No matter what your profit potential is, you won't have any earning to count until your B&B is ready to take in guests. And getting up and running takes bread. While you can make do with the extra set of Little Mermaid sheets from your daughter's trundle bed for visiting family and friends, you'll need to buy brand-new bedding for your B&B guests, along with new mattresses, pillows, towels and more. And even if you run your operation from your existing home instead of buying a fixer, local laws may require you to install new kitchen equipment or fixtures, upgrade the pool to public standards, or add fire safety fixtures.
Just how much you spend will depend on your particular B&B. Obviously, the fewer guest rooms you have, the fewer mattresses, pillows, towels, and the like that you'll have to buy.
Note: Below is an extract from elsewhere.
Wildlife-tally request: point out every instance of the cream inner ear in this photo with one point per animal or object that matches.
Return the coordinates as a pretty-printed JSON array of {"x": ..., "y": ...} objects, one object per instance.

Also, you'll spend far less updating your existing home with plenty of guest rooms than if you buy a dilapidated relic that was condemned 20 years earlier.
But while it's impossible to put a price tag on the property you'll transform into an inn, it's possible to ballpark renovation and furnishing costs. A good rule of thumb is $35,000 to $50,000 per guest room for larger properties and $20,000 to $40,000 for very small or low-cost operations, suggests Jerry Phillips, executive director of PAII.
There's a lot more to transforming your dream of a B&B into reality than just choosing designer towels for the bathrooms. First comes replacing fantasy with the hardcore planning stage, and that includes researching the type of guests you can attract and planning how you'll woo them.
Take a look at the following typical target markets. If you can pull in two, or several, that's great. But you'll need to attract at least one--or get creative and come up with something else that will bring ample visitors.
- Tourists. The quintessential vacationers, these are the people who are out for a good time. Visiting amusement parks, national parks and museums, beachcombing, boating, skiing, sightseeing and, of course, shopping are their modus operandi. If you're close to any sort of natural or man-made attraction that brings people in, you've got a great market. The tourist market can be extremely seasonal, depending on your location.
- Business travelers. Whether traveling salespeople or company presidents, business trippers account for a lot of lodging stays. At most recent count, says the Travel Industry Association of America (TIAA), 212 million business trips were taken in a single year, and more and more business travelers are opting for the joys of the B&B over the impersonality of a hotel. If you'll be in an urban locale, business travelers could be a terrific market for you. But you don't have to be based in New York City or Chicago to attract the commercial trade. Many small towns and suburbs boast one or two large corporations that generate a lot of income--and a fair amount of business travel. As an added bonus, business travel, unlike the tourist trade, isn't seasonal.
- Romance. Everyone loves a romantic getaway, and the B&B is its epitome. It's a sizable market--nearly 62 Americans, or 31 percent of all adults, splurged on a romantic weekend or longer in a recently surveyed year, says the TIA. The average traveler, it adds, revved up with two-and-a-half romantic trips during the same year.
- College or university. If you're located in a college town, you've got a built-in market, at least during certain times of the year. Football games, homecomings and graduations, not to mention new student orientations and parents' weekends, conferences and other academic or public events can bring visitors in droves. And since many college towns are also small towns with little lodging competition, this market could be yours in which to shine. Keep in mind that your business will be seasonal unless you can augment it with another target market.
- Locals' extra bedroom. You might think people who already live in your town wouldn't be interested in your B&B. But you can develop a tidy additional market by promoting yourself to locals as "your extra bedrooms." Somebody is always having a wedding, family reunion or other event for which they invite lots of out-of-town visitors, and then have nowhere to put them up. You can fill the gap.